Derzeit wird untersucht, ob der Güterzug, der für die Salzgitter AG aus Peine mit Kalk an Bord unterwegs war, ein Haltesignal überfahren hat. „Die Untersuchungen laufen“, sagte Ralph Krüger, Einsatzleiter der Bundespolizei. Der leicht verletzte Lokführer des Güterzugs konnte befragt werden. Er stand unter Schock und machte zunächst keine ausführlichen Angaben.

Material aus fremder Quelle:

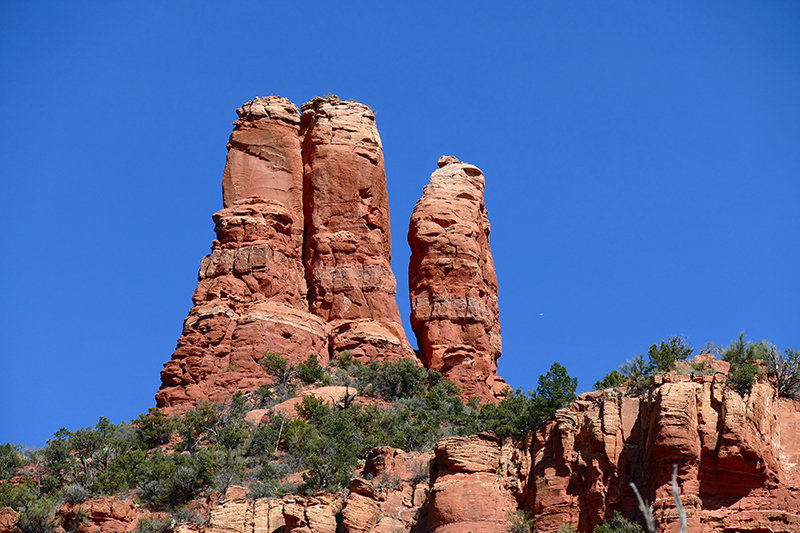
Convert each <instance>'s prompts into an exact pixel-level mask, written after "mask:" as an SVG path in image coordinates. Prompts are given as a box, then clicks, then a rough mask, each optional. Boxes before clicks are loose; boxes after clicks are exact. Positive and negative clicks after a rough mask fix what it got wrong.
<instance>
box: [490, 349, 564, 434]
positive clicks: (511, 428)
mask: <svg viewBox="0 0 800 533" xmlns="http://www.w3.org/2000/svg"><path fill="white" fill-rule="evenodd" d="M577 386H578V379H577V378H572V377H570V376H569V374H568V373H567V369H566V368H564V367H563V366H562V365H561V364H559V363H553V365H552V366H551V367H550V370H549V371H548V372H547V373H546V374H544V375H541V376H539V386H538V387H537V389H536V392H535V393H534V392H529V393H528V395H525V394H523V392H522V390H521V389H517V390H516V392H514V391H511V390H510V389H509V390H508V393H507V396H506V398H505V399H504V400H502V401H501V402H500V403H499V404H498V405H492V404H486V405H484V406H483V407H482V408H481V411H480V424H479V425H480V426H481V427H482V428H483V429H486V430H489V431H493V432H494V433H495V434H496V435H497V436H498V437H500V438H505V437H521V436H523V435H524V434H525V433H526V432H527V431H529V430H534V429H536V428H537V427H539V426H540V425H541V424H543V423H544V422H546V421H547V420H551V419H553V418H554V417H555V414H556V411H557V410H559V409H563V408H564V407H566V406H567V405H569V403H570V402H573V401H575V400H576V399H577V397H576V396H575V389H576V388H577Z"/></svg>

Nach Polizeiangaben könnte er zum Unglückszeitpunkt nicht im Führerstand gewesen sein.

An der Unfallstelle ist die Signalanlage nicht an das elektronische Stellwerk in Leipzig angeschlossen. Das bestätigte Änne Kliem, Sprecherin der Deutschen Bahn für Sachsen, Sachsen-Anhalt und Thüringen. „Weiche und Lichtsignal werden von Hand von einem sogenannten Fahrdienstleiter geregelt, der an der Strecke in einem Häuschen sitzt“, sagte Kliem. Dies sei nichts Ungewöhnliches. Die Bahn gab auch bekannt, dass der betreffende Gleisabschnitt noch nicht mit einem Sicherungssystem ausgestattet war, das Züge automatisch bremsen kann. Dies sei dort auch nicht vorgeschrieben, sondern nur für Trassen, auf denen mit mehr als 100 Stundenkilometer gefahren werden darf. Das System gebe es bereits auf etwa der Hälfte der Strecke Magdeburg-Halberstadt.

Auf der Strecke zwischen Magdeburg und Halberstadt ereignete sich zuletzt am 6. Juli 1967 ein schweres Zugunglück – das schwerste in der DDR überhaupt. An einem Bahnübergang in Langenweddingen bei Magdeburg war ein Tanklastzug mit 15 000 Litern Benzin auf einem Bahnübergang mit einem Personenzug zusammengestoßen und explodiert. 94 Menschen kamen damals ums Leben.